Tradisi mengingatkan kita semua tentang pentingnya sebuah kebiasaan tempo dulu serta mengajarkan kita bahwa, jangan sesekali meninggalkan yang namanya SEJARAH. Sebab inilah kekuatan dari suatu daerah, yang akan membedakan antara daerah yang satu dengan yang lainnya.

Di Indonesia sendiri yang terdiri dari berbagai ribu pulau yang tersebar dari timur ke barat, dari utara ke selatan, dan terdiri dari daerah-daerah yang memiliki bahasa, budaya, adat istiadat serta tradisi yang berbeda-beda, merupakan sebuah pembeda dalam kehidupan bermasyarakat. Uniknya, di Indonesia ini, dalam satu pulau saja bisa memiliki tradisi yang lebih dari dua, sebagai ‘pembeda’ dalam kawasan daerahnya masing-masing, apalagi yang berbeda pulau, lebih beragam lagi jenis dan bentuknya.

Seperti yang aku alami di daerah pengabdianku menjadi relawan pendidikan selama setahun. Daerah Kabupaten Pandeglang Provinsi Banten. Sebuah provinsi yang mengalami pemekaran dari Jawa Barat, yang dihuni oleh sebagian besar masyarakat Sunda dengan berbagai macam tradisi yang mereka miliki, salah satunya adalah tradisi ‘ngasek’.
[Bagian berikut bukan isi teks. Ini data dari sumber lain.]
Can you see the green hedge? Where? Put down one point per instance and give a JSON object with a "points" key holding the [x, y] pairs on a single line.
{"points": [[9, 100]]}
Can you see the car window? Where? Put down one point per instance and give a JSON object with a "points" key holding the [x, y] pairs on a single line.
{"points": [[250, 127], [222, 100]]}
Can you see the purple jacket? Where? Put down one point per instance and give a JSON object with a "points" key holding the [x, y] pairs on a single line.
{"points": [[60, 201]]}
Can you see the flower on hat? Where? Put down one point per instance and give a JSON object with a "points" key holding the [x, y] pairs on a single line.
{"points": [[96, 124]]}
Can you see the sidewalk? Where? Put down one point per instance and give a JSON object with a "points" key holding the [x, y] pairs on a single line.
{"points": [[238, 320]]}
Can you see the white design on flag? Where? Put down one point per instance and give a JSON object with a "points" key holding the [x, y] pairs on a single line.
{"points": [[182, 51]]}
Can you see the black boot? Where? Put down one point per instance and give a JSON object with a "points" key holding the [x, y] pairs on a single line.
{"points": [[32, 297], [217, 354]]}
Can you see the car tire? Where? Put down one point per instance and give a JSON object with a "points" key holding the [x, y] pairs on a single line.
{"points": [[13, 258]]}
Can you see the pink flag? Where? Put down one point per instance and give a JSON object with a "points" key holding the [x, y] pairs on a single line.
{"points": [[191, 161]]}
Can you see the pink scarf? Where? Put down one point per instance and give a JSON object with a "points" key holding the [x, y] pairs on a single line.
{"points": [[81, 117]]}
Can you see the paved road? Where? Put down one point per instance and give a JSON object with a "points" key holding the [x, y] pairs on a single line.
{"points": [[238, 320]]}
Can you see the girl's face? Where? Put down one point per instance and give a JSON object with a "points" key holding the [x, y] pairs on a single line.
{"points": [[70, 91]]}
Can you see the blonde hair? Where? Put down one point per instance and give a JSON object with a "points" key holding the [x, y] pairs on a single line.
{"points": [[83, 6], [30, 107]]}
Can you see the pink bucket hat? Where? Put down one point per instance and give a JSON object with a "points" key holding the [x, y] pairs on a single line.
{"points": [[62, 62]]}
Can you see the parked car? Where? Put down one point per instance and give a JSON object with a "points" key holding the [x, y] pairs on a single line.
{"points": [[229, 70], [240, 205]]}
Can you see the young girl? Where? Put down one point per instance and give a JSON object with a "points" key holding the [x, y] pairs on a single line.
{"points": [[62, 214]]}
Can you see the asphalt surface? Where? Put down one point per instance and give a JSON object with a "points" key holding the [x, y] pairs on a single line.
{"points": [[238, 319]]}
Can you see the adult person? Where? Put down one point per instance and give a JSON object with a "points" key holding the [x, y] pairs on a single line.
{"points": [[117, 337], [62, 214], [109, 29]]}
Tradisi ‘ngasek’ dilakukan oleh penduduk daerah Pandeglang ini ditandai dengan awal musim penghujan tiba. Sebab, di daerah pengabdianku ini merupakan para penduduk yang mengandalkan penghasilan mereka dari bercocok tanam. Namun, bertani ala mereka adalah bertani yang mengandalkan cuaca lingkungan, karena di daerah pandeglang bagian selatan ini (tempat pengabdianku) merupakan daerah dengan ladang/sawah tadah hujan, sehingga mereka akan bercocok tanam ketika musim penghujan tiba. Jika musim kemarau, mereka akan melakukan aktivitas yang berbeda pula.
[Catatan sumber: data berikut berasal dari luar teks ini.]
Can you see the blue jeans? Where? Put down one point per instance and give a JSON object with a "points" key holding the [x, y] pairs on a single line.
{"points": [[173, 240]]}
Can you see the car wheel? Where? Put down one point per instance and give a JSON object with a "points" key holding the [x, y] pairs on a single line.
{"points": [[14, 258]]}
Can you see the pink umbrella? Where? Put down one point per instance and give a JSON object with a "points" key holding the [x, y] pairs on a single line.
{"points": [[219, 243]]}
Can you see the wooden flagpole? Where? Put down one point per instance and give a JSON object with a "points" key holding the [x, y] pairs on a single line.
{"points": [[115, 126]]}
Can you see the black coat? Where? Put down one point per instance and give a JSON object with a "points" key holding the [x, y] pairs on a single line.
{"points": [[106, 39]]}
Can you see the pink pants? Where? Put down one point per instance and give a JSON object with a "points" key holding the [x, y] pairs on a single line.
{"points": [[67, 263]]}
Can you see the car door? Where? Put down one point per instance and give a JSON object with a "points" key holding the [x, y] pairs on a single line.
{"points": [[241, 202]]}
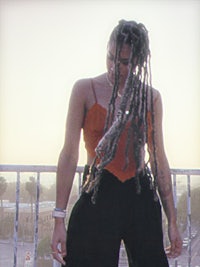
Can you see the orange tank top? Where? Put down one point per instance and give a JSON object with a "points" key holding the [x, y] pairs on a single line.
{"points": [[93, 130]]}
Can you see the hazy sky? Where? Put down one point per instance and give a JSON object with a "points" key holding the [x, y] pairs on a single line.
{"points": [[45, 46]]}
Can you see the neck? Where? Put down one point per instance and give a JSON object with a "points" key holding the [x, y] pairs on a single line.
{"points": [[120, 89]]}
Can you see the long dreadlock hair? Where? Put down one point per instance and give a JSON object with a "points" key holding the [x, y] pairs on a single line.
{"points": [[133, 106]]}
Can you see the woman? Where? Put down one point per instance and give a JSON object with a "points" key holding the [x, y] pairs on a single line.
{"points": [[121, 117]]}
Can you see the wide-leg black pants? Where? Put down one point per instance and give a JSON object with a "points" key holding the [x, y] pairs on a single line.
{"points": [[95, 231]]}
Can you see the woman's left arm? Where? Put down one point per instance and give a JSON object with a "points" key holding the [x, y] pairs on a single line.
{"points": [[164, 179]]}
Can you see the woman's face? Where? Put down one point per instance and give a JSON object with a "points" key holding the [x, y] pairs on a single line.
{"points": [[123, 62]]}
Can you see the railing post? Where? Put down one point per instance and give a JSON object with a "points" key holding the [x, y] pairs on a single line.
{"points": [[189, 219], [36, 218], [16, 219], [175, 205]]}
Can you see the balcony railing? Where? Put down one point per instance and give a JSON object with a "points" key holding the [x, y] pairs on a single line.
{"points": [[182, 181]]}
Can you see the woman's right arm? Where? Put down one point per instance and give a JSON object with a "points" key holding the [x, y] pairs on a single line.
{"points": [[67, 165]]}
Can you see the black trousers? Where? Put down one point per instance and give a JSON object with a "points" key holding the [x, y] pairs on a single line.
{"points": [[95, 231]]}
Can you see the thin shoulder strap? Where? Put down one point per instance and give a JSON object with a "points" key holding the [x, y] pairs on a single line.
{"points": [[94, 93]]}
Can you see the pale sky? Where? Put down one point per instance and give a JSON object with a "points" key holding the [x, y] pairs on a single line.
{"points": [[45, 46]]}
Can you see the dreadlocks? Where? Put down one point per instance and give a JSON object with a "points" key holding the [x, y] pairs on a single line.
{"points": [[133, 108]]}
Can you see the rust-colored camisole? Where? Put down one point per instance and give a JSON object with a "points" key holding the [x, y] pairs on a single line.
{"points": [[93, 130]]}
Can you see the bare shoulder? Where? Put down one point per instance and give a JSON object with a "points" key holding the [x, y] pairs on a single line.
{"points": [[157, 99]]}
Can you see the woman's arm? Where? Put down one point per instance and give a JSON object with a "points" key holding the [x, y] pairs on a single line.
{"points": [[164, 180], [67, 165]]}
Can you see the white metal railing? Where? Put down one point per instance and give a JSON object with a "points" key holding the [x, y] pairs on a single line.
{"points": [[39, 169]]}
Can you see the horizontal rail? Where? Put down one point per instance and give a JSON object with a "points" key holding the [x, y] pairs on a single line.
{"points": [[39, 169]]}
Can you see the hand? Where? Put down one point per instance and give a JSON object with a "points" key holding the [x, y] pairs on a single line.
{"points": [[58, 243], [174, 250]]}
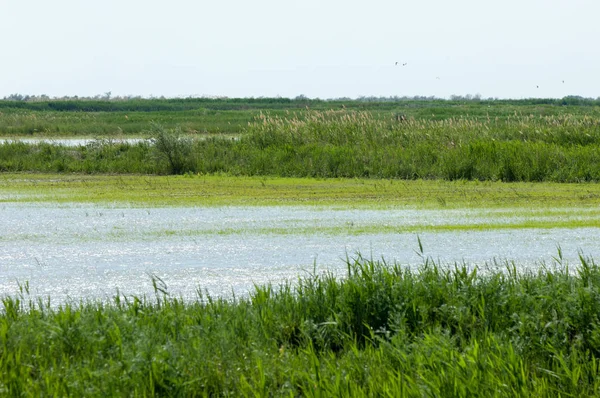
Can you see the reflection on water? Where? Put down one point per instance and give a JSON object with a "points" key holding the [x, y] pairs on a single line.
{"points": [[88, 251], [73, 142]]}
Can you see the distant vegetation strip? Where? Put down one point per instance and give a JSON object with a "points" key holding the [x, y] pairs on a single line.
{"points": [[342, 143], [223, 190], [199, 116], [383, 330]]}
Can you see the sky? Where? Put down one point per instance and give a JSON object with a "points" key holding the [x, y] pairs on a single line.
{"points": [[316, 48]]}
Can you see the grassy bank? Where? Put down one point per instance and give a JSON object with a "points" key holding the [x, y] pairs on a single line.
{"points": [[223, 190], [348, 144], [200, 116], [383, 330]]}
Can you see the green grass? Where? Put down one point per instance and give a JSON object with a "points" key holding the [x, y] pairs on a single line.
{"points": [[343, 143], [224, 190], [383, 330]]}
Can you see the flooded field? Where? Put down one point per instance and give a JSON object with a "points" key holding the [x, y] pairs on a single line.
{"points": [[89, 251], [73, 142]]}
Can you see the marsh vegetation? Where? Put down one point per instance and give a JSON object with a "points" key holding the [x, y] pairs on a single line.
{"points": [[381, 327]]}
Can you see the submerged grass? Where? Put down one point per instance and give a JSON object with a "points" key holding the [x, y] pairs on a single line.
{"points": [[220, 190], [383, 330]]}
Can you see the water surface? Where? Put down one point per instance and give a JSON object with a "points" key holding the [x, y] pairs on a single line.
{"points": [[89, 251]]}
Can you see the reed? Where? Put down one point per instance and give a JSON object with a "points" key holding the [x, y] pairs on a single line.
{"points": [[383, 329]]}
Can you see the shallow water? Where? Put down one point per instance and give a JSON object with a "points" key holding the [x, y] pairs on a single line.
{"points": [[89, 251], [73, 142]]}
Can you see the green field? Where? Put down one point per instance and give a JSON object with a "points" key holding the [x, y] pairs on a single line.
{"points": [[555, 143], [382, 330]]}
Di awal-awal musim penghujan tiba, seluruh masyarakat mulai melakukan penanaman padi di ladang yang mereka sebut dengan huma. Huma merupakan sebuah kawasan untuk menanam padi tanpa bantuan air yang melimpah, tidak sama dengan sawah untuk menanam padi pada umumnya yang membutuhkan banyak suplai air.

Tradisi ‘ngasek’ inilah dilakukan pada ladang yang disebut huma tadi. Biasanya untuk melakukan ‘ngasek’ di ladang, mereka mengajak sanak saudara, tetangga ataupun orang lain yang bersedia membantu untuk melakukan penanaman bibit padi agar pekerjaan mereka segera selesai.

Tradisi ‘ngasek’ ini dilakukan dengan cara membuat lubang kecil di permukaan huma dengan bantuan sebatang kayu yang ujungnya dibuat runcing agar mudah dalam membuat lubang untuk menyimpan bibit padi yang akan ditanam pada huma tersebut. Sehingga bantuan dari berbagai pihak sangat membantu untuk menentukan lama atau tidaknya proses penanaman bibit padi tersebut. Biasanya beberapa dari mereka ada yang membuat lubang yang terdiri dari 3-4 orang dan ada yang menaburkan benih padi di belakang mereka, tepat setelah lubang selesai di buat, sehingga dalam sekali jalan, lubang dan benih telah selesai dilakukan dan pekerjaan pun semakin cepat selesai.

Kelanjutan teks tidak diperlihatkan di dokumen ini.